The president, speaking to the media ahead of a cabinet meeting, was asked about Lt Col Alexander Vindman, a national security council expert who was testifying to the House impeachment hearings on the 25 July phone call between Mr Trump and his Ukrainian counterpart which sparked the probe.
Lt Col Vindman was listening to the call, in which Mr Trump appeared to pressure Volodymyr Zelenksy into starting investigations into his political opponents in return for releasing US military aid.
The Iraq War veteran was wearing his military uniform at the hearing and at one point insisted on being addressed as Lt Col Vindman after Republican congressman Devin Nunes called him Mr Vindman.

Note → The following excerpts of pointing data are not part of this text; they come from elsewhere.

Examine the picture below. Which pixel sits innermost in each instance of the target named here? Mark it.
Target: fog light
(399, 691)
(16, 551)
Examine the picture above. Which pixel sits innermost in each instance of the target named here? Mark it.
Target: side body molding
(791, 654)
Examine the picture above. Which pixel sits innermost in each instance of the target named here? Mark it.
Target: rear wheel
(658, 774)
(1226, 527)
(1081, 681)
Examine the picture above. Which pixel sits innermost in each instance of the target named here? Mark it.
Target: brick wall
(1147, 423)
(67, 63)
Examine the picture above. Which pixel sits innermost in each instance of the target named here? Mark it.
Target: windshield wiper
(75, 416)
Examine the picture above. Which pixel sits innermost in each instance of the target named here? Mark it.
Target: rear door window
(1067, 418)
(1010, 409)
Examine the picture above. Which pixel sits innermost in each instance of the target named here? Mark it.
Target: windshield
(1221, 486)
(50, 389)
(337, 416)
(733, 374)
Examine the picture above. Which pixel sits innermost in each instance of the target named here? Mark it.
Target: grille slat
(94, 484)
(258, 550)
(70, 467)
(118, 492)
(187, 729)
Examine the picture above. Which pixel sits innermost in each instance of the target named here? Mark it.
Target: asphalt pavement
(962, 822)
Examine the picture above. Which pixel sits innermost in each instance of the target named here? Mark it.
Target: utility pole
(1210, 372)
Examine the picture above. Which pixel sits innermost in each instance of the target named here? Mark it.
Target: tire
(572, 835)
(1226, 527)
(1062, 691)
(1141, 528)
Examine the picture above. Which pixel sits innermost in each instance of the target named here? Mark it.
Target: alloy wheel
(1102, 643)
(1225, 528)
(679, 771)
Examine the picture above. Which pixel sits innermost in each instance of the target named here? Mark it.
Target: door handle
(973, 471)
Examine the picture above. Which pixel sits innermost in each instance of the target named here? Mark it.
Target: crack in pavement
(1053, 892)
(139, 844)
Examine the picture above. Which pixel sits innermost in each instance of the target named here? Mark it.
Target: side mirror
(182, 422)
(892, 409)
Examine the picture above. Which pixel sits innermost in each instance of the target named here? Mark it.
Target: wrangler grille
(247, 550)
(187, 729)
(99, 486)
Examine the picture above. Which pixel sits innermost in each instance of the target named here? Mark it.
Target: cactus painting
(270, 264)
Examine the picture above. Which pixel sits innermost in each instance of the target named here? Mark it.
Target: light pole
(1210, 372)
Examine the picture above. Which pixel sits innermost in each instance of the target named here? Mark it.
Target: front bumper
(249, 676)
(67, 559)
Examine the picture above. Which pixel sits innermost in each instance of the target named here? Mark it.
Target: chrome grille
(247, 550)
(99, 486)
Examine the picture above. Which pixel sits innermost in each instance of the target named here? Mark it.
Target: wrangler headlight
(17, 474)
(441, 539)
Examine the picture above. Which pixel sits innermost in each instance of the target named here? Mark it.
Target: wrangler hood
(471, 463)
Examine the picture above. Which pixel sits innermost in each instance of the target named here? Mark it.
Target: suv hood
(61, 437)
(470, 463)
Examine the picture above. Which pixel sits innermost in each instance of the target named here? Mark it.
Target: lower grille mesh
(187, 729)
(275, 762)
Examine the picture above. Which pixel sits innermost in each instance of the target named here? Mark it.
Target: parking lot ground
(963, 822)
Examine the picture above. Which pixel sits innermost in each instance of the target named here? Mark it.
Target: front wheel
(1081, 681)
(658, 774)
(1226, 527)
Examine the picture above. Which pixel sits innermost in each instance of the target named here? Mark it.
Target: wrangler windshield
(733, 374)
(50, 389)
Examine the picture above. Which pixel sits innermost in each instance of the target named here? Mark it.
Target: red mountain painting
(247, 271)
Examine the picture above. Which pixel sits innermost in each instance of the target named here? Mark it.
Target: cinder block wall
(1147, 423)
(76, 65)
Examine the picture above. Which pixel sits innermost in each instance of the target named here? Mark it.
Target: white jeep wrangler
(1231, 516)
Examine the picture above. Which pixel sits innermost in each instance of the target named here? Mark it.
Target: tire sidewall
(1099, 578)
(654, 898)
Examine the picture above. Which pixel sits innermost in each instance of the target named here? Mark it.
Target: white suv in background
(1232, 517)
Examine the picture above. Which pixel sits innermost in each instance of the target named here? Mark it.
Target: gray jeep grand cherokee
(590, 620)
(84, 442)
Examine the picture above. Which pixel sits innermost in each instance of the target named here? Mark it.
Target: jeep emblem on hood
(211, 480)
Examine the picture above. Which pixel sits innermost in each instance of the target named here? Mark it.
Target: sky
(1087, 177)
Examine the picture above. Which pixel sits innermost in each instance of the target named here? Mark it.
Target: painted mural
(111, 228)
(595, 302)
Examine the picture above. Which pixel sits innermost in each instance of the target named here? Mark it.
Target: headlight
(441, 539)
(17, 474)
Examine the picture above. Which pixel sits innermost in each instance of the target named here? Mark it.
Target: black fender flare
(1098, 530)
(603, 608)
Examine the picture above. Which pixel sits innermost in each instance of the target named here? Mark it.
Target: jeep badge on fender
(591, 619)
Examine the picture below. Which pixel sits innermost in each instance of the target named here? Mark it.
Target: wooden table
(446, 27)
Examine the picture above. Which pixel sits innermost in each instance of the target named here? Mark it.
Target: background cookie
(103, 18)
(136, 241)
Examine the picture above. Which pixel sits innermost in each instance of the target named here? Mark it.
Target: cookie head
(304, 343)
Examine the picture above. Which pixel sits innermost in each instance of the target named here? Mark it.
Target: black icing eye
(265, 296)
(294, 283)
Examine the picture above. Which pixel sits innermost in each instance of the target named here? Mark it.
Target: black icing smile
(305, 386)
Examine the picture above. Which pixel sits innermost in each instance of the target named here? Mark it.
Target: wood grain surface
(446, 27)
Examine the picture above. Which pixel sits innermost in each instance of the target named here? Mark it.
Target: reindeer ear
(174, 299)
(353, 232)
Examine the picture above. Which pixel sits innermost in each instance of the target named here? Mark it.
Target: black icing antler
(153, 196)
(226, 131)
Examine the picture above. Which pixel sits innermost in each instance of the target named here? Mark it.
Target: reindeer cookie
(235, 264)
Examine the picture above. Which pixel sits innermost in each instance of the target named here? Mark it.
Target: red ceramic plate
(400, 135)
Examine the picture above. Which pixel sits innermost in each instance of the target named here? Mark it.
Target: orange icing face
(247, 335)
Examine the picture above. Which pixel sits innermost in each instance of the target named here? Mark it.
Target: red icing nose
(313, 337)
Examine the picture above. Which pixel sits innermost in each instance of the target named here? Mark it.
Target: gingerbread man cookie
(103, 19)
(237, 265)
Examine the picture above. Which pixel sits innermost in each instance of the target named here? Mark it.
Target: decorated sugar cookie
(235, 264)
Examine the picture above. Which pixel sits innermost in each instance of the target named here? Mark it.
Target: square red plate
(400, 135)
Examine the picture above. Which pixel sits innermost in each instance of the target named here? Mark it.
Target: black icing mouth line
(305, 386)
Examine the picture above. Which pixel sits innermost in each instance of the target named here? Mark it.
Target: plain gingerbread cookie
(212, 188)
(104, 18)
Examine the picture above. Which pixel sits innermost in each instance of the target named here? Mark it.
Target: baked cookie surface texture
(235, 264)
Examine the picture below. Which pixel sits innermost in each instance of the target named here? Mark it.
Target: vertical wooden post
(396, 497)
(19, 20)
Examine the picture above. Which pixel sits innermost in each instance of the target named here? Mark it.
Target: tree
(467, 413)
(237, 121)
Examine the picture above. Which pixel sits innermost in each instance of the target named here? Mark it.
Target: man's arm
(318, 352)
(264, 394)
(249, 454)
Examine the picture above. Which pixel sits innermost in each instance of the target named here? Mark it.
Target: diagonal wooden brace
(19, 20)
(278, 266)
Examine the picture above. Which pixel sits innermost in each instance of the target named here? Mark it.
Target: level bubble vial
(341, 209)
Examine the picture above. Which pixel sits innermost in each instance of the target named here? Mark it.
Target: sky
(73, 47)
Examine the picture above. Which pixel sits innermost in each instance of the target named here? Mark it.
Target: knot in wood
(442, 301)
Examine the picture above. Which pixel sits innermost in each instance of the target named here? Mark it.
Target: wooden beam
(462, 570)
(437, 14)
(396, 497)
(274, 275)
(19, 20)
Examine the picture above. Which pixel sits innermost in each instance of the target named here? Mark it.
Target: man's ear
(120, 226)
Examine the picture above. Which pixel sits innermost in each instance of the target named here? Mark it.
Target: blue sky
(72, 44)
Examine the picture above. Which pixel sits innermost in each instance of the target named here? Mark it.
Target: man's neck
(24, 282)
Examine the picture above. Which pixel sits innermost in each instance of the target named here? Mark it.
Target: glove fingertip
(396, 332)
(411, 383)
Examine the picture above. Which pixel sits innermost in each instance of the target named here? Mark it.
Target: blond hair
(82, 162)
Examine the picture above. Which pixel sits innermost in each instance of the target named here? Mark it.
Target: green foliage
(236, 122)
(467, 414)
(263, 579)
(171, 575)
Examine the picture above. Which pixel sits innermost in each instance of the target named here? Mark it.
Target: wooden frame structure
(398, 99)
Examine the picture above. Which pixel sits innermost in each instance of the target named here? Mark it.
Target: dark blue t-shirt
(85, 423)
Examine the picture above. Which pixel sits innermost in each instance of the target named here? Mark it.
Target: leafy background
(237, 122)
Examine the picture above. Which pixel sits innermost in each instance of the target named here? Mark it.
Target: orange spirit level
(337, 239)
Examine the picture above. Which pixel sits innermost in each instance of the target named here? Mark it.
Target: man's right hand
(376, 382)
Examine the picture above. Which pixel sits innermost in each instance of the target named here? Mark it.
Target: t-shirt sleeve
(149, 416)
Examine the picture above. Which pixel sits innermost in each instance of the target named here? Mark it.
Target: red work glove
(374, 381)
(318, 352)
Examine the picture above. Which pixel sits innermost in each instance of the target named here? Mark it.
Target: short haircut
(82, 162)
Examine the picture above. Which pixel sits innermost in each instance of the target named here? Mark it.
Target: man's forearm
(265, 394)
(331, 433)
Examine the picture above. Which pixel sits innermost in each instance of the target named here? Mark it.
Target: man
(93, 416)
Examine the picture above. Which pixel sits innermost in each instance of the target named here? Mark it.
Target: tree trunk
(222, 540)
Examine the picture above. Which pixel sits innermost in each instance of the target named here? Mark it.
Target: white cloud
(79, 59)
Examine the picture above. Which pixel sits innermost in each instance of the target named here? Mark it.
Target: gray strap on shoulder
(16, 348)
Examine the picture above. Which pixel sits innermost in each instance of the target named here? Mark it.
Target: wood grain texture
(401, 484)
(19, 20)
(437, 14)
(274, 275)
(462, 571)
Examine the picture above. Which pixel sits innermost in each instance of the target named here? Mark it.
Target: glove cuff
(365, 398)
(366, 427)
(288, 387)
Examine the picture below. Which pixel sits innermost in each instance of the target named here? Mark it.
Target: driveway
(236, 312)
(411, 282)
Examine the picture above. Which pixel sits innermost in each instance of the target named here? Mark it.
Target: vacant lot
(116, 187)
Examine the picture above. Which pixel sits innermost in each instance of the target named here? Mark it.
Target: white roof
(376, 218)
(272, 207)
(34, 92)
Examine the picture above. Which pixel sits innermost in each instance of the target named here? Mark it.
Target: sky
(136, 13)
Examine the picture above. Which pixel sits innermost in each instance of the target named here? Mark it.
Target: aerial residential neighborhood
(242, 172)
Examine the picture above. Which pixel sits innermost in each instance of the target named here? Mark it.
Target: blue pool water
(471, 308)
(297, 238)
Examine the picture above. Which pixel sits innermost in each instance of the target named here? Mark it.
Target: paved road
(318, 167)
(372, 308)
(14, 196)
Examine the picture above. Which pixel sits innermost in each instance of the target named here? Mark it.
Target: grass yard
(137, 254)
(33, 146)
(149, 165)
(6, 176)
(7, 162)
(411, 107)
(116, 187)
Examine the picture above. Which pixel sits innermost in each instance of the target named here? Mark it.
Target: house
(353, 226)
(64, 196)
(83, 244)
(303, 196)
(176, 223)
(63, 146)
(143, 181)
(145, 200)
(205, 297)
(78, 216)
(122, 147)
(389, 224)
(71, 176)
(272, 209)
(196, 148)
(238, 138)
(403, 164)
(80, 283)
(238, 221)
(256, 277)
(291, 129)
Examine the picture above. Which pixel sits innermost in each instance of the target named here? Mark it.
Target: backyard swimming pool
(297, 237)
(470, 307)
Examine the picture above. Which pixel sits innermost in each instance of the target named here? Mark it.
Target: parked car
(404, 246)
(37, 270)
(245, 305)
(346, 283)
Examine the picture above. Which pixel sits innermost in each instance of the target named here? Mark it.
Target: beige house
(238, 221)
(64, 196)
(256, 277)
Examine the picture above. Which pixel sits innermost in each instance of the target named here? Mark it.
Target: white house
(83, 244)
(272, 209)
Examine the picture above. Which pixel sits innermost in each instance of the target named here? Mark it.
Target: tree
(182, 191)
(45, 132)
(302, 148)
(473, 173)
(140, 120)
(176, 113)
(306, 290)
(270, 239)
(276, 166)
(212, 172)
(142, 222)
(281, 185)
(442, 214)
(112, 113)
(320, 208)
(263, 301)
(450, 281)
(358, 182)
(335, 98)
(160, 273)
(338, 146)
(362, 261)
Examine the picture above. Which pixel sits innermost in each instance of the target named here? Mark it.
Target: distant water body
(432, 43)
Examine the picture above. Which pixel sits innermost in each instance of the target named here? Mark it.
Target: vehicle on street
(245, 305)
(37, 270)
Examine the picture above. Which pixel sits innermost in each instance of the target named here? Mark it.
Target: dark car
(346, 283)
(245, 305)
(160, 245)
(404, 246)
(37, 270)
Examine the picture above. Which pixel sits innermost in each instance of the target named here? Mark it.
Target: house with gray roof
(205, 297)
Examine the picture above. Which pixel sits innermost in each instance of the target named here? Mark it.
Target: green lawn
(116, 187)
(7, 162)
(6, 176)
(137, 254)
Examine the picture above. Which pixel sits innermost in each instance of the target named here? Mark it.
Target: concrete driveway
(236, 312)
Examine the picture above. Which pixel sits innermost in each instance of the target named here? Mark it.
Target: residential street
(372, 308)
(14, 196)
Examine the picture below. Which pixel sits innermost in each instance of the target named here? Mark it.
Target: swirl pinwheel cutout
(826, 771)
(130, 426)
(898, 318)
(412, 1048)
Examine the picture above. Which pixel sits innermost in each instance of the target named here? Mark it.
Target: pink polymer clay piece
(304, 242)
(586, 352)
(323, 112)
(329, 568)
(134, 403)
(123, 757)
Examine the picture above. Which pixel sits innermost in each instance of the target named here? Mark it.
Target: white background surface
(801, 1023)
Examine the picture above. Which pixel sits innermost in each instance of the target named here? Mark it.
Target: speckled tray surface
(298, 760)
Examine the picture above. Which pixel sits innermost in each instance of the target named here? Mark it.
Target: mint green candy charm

Mr Trump, appearing in public for the first time since an unscheduled medical visit at the weekend, mispronounced the military veteran’s name and mocked him for wearing his uniform.
He said: “I don’t know him. I don’t know, as he says, the ‘lieutenant colonel’. I understand that somebody had the misfortune of calling him ‘Mr’ and he corrected them.
“I never saw the man. I understand now he wears his uniform when he goes in. No, I don’t know Vind-e-man at all.”
He added: “What I do know is that even he said the transcript was correct, and if anybody reads the transcripts – I had two calls with the president of Ukraine who, by the way said there was no pressure whatsoever, there was no anything.”
Mr Trump has repeatedly described the 25 July phone call as “perfect” and urged people to read what he calls the “transcript”, which is actually a reconstructed memo.
However, while he says it clears him of any wrongdoing, the Democrats see it as one of their key pieces of evidence. Lt Col Vindman himself testified that he was concerned enough by the phone call that he contacted an intelligence official to share his worries.
Earlier, he had hit out at what he called “vile” attacks on his colleagues, apparently directing his comments at Mr Trump and his allies, who have tried to smear diplomats giving evidence at the hearings.
He said: “I want to state that the vile character attacks on these distinguished and honourable public servants is reprehensible.”
A military spokesman told ABC News: "A soldier performing duties in an official capacity will normally be in uniform."